Procedimentos Estéticos e Cirurgia Plástica: O Que Você Precisa Saber
Nos últimos anos, tratamentos estéticos não cirúrgicos, como preenchedores e bioestimuladores, ganharam popularidade como formas de evitar o envelhecimento da pele. Apesar disso, com as novas técnicas de lifting facial mais naturais, um questionamento importante surge: esses procedimentos podem prejudicar uma cirurgia plástica futura? A resposta é sim, mas com ressalvas.
Interferências Possíveis
Os especialistas afirmam que, quando usados de forma inadequada, esses tratamentos podem complicar a cirurgia. O cirurgião plástico Dr. Wellerson Mattioli, da Clínica Moderna Sculpt, explica que preenchedores como o ácido hialurônico podem, em excesso, mudar a estrutura da face. Isso dificulta o trabalho do cirurgião, especialmente em um facelift.
Os preenchedores podem causar aderências e distorções que afetam o plano cirúrgico. Em alguns casos, o profissional pode precisar ajustar a técnica ou até dissolver o produto antes da cirurgia.
A dermatologista Dra. Claudia Marçal complementa afirmando que um preenchimento mal feito, principalmente nas pálpebras, pode estirar áreas específicas da pele. Isso pode afetar o resultado final da cirurgia, que pode ficar artificioso.
E os Bioestimuladores?
Os bioestimuladores de colágeno, como ácido poli-L-láctico e hidroxiapatita de cálcio, também têm suas peculiaridades. Dr. Wellerson alerta que eles podem estimular uma produção de colágeno que gera fibrose, um tecido cicatricial mais rígido. Isso pode complicar a separação dos tecidos durante a cirurgia, aumentando a duração e a complexidade do procedimento.
Outras tecnologias, como ultrassom microfocado, radiofrequência e certos tipos de laser, podem causar alterações similares nos tecidos. Quando usados em demasia ou muito próximos da data da cirurgia, podem afetar a anatomia da face.
A Importância do Planejamento
Apesar dos riscos, especialistas afirmam que esses tratamentos têm seu valor e não devem ser totalmente evitados. É essencial que o paciente informe ao cirurgião sobre quais procedimentos já fez, em que áreas e há quanto tempo.
Um histórico completo ajuda na criação de um planejamento cirúrgico seguro. Em algumas situações, uma ultrassonografia facial pode ser pedida para mapear os produtos injetados e assim adaptar a técnica cirúrgica.
Dr. Paolo Rubez, outro cirurgião plástico, reforça que é raro encontrar alguém que nunca tenha feito um tratamento estético antes de buscar a cirurgia. Isso não impede a realização de um lifting, mas exige cuidados especiais na abordagem.
Quando Suspender os Procedimentos?
Os especialistas sugerem que, ao optar por uma cirurgia, o ideal é interromper os tratamentos estéticos faciais. Produtos que estimulam colágeno ou geram calor devem ser evitados de 3 a 6 meses antes do lifting. Preenchedores de ácido hialurônico, se necessários, podem ser dissolvidos previamente.
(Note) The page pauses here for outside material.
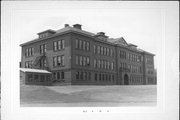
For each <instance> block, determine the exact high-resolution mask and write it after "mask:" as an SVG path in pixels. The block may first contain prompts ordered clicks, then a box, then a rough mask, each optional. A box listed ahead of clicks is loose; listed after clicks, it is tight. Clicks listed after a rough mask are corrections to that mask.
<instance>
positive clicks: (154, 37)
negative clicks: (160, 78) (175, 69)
mask: <svg viewBox="0 0 180 120" xmlns="http://www.w3.org/2000/svg"><path fill="white" fill-rule="evenodd" d="M59 6H61V5H59ZM74 6H75V7H74ZM77 23H78V24H81V25H82V29H83V30H86V31H89V32H93V33H97V32H101V31H102V32H105V34H106V35H107V36H109V37H110V38H118V37H123V38H124V39H125V40H126V42H127V43H133V44H135V45H137V46H138V48H141V49H143V50H145V51H148V52H151V53H153V54H155V55H156V56H157V48H158V44H156V43H157V42H158V41H160V40H162V12H161V10H160V9H149V8H148V9H144V8H133V9H132V8H131V9H128V8H118V7H115V8H108V7H100V8H97V7H93V6H91V7H88V8H84V7H82V8H80V7H76V5H71V4H70V5H69V6H68V7H63V8H61V7H59V8H58V7H57V8H54V9H47V8H46V9H45V8H43V7H42V8H39V9H32V8H31V9H28V8H24V9H20V10H17V11H16V12H15V15H14V18H13V21H12V24H13V28H14V29H13V35H15V38H16V39H17V40H18V42H19V44H21V43H24V42H27V41H30V40H33V39H35V38H37V37H38V36H37V33H39V32H41V31H44V30H47V29H53V30H58V29H61V28H63V27H64V24H69V25H70V26H72V25H73V24H77ZM19 52H21V48H19ZM156 56H155V66H156Z"/></svg>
O cirurgião precisa compreender bem o cenário que encontrará durante o procedimento. Felizmente, existem ferramentas como o ultrassom dermatológico para auxiliar nesse mapeamento, especialmente quando o paciente não sabe exatamente o que foi aplicado.
E Depois da Cirurgia?
Os procedimentos estéticos continuam a ser importantes após o lifting. O lifting em si reposiciona e estica os tecidos, mas não melhora a qualidade da pele ou o volume. Por isso, preenchedores, lasers e bioestimuladores, quando indicados corretamente, podem ajudar a prolongar os resultados da cirurgia.
Dra. Claudia Marçal destaca que tratamentos de dermatologia estética são importantes no pós-operatório. Recursos como laser CO2, microagulhamento aprofundado e tratamentos como Hydrafacial ou Zaffiro melhoram aspectos como textura, poros e luminosidade da pele.
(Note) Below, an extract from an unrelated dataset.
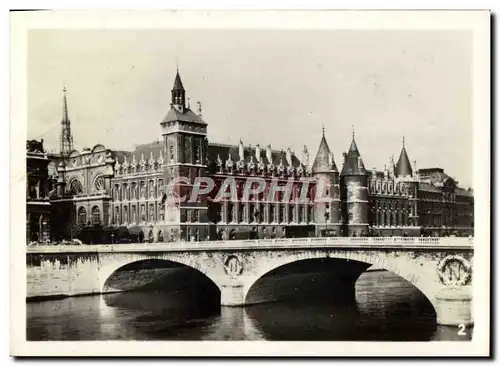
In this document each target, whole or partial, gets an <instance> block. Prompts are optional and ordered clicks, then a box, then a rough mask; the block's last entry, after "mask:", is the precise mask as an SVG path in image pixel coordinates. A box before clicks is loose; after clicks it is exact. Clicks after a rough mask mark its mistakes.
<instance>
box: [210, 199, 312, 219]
mask: <svg viewBox="0 0 500 366" xmlns="http://www.w3.org/2000/svg"><path fill="white" fill-rule="evenodd" d="M246 207H248V211H247V210H246ZM295 207H298V208H297V209H296V208H295ZM224 211H225V210H224V206H221V209H220V215H219V217H218V218H217V221H216V222H238V223H239V222H247V223H250V222H260V223H272V222H285V223H290V222H305V223H308V222H312V221H313V211H312V207H310V206H290V210H288V215H287V212H286V207H285V206H284V205H280V206H279V208H278V210H276V208H275V206H274V205H269V206H267V209H266V206H264V205H261V204H257V205H248V206H247V205H240V206H239V207H238V208H237V206H236V205H235V204H234V203H230V202H229V203H227V212H226V215H224V213H225V212H224ZM297 211H298V212H297Z"/></svg>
O Elemento Crucial? Uma Abordagem Estratégica
Portanto, procedimentos não invasivos não são inimigos; na verdade, são aliados valiosos. O segredo está em respeitar o momento certo para realizá-los, usar as técnicas adequadas e manter uma comunicação aberta entre médico e paciente.
Tentar substituí-los por uma cirurgia através do uso excessivo de preenchedores pode comprometer o resultado estético. Cada técnica tem sua função. Quando utilizadas corretamente e de forma integrada, cirurgias e procedimentos estéticos podem produzir resultados duradouros, seguros e naturais.
Em suma, o diálogo e o planejamento são fundamentais para garantir a segurança e a eficácia dos procedimentos estéticos em conjunto com a cirurgia plástica.